Millions and millions of years ago, when temperatures around the world were higher than today, Antarctica was a continent of rich forests, without snow and ice. Fossils of both plant and animal life, including dinosaurs, can be found here. I meet a scientist who has just found fossilised remains of Nothofagus (beech species) way up in the dry valleys. Another scientist has been studying the bacteria that can survive in the world’s coldest place. He talks to me about a theory whereby life on Earth may have originated with the arrival of bacteria carried by a meteor billions of years ago.
Returning to New Zealand and the comforts of daily life we so take for granted, I feel changed. Being in Antarctica made me all the more aware of the fragility and vulnerability of the environment and how easily these systems can become unstable. The slightest change in conditions can have a monumental impact on an entire ecosystem and indeed, the planet. For so many millennia, the Earth has maintained an environment where humans can prosper.

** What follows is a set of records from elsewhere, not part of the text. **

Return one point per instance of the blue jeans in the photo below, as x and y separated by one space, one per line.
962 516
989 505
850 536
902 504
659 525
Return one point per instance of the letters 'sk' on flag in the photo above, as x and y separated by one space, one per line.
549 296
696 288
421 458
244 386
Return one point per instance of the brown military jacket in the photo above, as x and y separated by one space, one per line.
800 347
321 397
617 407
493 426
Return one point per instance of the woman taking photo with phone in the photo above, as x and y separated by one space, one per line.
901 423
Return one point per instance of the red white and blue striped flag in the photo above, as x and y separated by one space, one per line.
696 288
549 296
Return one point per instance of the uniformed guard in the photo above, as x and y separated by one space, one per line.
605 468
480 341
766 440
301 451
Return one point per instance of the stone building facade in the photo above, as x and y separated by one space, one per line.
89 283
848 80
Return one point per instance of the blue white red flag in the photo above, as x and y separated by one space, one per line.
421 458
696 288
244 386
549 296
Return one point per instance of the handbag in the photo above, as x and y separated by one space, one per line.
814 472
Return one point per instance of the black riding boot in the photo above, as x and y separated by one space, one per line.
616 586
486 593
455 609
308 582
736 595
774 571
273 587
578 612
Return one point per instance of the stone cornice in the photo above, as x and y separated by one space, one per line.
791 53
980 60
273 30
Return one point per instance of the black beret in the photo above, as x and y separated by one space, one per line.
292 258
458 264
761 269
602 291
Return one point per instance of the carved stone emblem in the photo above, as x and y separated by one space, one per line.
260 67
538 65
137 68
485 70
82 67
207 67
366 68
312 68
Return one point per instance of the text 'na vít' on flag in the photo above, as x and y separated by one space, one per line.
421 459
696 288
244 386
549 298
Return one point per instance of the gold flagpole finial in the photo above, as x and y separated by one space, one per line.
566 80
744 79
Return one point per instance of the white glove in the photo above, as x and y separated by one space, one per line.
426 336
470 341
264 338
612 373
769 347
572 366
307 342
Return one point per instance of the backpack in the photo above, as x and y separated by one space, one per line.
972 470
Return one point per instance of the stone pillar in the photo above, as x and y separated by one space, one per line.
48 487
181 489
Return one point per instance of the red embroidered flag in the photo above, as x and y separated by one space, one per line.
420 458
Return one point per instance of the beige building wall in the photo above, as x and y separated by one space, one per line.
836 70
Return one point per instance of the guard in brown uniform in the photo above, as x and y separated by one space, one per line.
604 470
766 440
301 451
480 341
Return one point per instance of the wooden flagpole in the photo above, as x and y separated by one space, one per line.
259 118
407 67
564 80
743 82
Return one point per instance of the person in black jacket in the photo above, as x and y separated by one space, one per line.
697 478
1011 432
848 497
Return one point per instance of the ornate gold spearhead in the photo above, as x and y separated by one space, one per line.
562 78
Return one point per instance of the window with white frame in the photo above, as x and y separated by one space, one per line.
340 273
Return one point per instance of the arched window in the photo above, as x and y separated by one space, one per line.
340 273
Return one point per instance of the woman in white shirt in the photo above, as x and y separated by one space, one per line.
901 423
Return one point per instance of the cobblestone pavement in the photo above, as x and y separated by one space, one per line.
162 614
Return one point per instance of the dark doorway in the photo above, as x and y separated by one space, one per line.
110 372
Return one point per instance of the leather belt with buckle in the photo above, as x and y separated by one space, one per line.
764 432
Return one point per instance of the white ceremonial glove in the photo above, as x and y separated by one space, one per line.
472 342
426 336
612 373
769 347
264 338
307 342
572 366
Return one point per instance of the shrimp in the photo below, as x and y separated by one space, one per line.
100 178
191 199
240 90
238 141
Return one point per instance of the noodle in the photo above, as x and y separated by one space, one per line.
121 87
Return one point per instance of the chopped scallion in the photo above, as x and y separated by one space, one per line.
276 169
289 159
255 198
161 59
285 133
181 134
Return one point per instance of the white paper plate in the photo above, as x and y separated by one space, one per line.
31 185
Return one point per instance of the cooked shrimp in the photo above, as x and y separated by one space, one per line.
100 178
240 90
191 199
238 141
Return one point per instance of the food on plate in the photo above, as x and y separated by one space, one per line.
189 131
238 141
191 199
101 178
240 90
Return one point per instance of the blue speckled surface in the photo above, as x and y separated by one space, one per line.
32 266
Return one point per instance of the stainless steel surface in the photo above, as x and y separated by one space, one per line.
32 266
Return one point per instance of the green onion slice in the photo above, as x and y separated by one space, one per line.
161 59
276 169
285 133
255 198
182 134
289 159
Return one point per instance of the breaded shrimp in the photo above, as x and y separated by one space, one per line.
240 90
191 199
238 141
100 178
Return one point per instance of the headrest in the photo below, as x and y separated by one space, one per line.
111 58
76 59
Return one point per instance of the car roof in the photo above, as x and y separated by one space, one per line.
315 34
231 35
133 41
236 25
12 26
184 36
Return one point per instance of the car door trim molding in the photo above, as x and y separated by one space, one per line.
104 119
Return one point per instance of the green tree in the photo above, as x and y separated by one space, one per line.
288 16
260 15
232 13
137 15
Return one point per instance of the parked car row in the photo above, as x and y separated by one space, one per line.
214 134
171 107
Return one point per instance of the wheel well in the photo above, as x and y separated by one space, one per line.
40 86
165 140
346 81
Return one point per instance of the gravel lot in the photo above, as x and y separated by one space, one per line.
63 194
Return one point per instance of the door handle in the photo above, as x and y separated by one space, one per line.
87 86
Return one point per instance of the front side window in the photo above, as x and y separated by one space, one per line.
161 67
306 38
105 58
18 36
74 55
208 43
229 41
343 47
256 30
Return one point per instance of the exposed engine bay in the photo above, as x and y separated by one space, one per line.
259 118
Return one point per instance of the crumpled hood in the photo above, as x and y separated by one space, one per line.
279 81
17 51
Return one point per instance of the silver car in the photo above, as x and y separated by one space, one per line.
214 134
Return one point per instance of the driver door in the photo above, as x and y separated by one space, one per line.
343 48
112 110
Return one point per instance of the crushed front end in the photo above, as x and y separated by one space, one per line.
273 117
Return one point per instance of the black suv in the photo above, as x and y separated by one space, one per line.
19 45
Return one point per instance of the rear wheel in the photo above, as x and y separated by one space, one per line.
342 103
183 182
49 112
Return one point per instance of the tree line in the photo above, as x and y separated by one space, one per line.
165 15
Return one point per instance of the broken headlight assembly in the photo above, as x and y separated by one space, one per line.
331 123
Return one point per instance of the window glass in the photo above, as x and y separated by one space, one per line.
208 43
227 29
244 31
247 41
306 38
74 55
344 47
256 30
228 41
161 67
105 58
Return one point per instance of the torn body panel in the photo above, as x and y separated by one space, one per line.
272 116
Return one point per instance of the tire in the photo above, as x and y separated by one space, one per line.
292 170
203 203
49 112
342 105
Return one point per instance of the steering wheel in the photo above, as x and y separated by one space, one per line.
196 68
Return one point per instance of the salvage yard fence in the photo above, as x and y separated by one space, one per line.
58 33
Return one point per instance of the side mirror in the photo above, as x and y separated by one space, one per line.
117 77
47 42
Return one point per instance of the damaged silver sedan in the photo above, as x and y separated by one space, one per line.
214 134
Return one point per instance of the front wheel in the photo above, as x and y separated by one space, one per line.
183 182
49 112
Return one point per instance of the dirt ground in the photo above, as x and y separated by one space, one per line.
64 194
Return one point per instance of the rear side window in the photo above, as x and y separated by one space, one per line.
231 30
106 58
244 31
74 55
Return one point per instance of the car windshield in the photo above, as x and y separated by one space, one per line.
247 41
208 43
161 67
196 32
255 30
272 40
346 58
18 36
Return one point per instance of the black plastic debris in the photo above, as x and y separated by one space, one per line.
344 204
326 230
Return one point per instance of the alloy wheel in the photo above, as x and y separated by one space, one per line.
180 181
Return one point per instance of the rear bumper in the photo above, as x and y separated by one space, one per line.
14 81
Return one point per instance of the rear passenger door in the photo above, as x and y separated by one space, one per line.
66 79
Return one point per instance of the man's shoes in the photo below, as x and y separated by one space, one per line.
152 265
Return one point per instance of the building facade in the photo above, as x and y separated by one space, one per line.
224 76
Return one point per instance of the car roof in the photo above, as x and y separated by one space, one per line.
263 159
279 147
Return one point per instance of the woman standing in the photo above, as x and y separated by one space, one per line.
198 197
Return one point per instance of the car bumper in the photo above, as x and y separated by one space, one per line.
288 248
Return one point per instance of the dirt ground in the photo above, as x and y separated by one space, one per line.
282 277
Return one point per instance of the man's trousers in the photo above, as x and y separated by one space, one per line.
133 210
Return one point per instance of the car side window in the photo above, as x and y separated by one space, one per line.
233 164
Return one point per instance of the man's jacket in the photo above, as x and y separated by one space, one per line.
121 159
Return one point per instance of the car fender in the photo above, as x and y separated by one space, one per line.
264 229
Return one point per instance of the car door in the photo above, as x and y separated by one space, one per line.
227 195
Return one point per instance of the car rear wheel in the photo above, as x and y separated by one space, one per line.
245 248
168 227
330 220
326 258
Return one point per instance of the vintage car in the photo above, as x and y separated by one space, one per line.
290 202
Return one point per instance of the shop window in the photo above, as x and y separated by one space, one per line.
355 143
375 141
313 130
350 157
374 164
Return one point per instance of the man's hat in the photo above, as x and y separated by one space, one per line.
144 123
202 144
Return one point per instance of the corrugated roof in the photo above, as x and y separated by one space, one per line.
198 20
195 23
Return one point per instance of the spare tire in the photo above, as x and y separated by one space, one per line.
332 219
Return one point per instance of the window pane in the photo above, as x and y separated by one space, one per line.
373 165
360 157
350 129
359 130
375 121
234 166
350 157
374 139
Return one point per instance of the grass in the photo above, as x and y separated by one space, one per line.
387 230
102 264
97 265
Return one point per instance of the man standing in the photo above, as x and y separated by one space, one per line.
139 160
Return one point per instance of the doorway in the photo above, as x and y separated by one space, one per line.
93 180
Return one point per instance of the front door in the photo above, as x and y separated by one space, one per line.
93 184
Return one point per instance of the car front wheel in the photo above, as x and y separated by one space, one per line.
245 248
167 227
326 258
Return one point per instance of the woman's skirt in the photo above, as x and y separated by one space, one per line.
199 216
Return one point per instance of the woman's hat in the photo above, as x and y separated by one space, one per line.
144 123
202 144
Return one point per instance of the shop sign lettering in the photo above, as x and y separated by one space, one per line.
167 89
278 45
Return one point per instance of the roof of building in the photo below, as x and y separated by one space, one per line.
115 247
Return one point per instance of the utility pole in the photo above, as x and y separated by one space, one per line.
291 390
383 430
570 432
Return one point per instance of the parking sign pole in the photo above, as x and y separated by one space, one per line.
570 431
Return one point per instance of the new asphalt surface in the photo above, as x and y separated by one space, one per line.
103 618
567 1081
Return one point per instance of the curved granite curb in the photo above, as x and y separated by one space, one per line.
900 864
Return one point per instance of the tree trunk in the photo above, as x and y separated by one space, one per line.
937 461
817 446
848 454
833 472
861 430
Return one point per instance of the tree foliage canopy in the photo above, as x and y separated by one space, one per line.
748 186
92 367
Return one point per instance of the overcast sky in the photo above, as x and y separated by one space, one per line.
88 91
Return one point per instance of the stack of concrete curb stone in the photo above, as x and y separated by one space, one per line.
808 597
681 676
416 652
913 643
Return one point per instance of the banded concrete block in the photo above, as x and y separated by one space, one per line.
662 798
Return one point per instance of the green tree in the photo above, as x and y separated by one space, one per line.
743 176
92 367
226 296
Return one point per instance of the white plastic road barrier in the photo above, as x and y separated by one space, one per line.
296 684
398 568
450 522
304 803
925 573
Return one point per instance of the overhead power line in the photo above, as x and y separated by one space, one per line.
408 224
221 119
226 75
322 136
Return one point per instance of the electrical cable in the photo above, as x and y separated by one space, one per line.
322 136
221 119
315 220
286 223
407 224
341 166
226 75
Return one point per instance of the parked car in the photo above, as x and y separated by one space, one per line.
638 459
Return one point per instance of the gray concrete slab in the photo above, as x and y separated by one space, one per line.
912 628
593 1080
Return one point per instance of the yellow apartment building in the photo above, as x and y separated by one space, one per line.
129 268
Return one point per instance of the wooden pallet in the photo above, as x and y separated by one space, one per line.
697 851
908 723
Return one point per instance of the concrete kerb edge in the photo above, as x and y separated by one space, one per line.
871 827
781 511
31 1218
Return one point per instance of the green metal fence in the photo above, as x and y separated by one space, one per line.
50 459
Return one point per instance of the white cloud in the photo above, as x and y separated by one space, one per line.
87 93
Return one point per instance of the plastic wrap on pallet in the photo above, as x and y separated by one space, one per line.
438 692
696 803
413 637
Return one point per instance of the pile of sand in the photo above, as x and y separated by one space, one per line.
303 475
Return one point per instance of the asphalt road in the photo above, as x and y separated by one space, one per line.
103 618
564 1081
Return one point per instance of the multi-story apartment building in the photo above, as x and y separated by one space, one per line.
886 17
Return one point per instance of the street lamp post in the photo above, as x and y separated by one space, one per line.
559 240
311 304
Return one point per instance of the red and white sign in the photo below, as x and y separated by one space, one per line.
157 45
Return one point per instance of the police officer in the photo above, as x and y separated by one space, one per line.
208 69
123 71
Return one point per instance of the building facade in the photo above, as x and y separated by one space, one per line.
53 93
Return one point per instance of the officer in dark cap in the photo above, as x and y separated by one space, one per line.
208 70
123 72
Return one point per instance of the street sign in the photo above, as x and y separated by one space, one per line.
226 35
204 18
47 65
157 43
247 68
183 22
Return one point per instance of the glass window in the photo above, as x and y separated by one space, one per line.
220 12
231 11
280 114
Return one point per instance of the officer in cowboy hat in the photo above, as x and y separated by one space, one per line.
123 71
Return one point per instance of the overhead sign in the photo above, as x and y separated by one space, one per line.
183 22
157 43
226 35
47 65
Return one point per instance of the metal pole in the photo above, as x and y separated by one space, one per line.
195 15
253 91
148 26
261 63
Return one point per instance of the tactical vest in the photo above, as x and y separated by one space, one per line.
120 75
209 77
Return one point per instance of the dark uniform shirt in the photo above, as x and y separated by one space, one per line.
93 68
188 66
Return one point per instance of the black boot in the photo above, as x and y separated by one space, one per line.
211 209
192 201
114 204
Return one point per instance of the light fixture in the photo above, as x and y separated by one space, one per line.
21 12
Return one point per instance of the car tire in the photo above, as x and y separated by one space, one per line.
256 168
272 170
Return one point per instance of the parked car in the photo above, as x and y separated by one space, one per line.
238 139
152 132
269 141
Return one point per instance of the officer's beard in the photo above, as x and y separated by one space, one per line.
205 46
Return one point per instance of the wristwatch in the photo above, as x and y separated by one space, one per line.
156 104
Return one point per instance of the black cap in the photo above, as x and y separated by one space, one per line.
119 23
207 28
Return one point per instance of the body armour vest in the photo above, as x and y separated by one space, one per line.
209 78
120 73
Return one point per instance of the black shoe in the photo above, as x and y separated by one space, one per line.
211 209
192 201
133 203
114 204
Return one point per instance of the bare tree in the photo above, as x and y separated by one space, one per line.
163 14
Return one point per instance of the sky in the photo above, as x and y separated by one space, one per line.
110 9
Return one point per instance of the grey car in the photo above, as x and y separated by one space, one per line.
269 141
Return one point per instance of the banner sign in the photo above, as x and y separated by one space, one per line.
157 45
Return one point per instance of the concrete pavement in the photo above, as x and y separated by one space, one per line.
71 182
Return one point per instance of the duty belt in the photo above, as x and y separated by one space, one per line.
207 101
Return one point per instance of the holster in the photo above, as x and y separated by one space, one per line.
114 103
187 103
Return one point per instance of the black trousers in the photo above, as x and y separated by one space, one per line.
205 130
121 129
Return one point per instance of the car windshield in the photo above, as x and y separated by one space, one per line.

The vast Antarctic continent remains the last bastion of the untouched world, a place where we can learn about the past and hopefully develop skills to protect the future of our planet. But Antarctica is a fragile place, and is increasingly vulnerable. The world could and may become a hostile environment. It has happened before.
I come home with a resolve to use less, waste less and tread more lightly.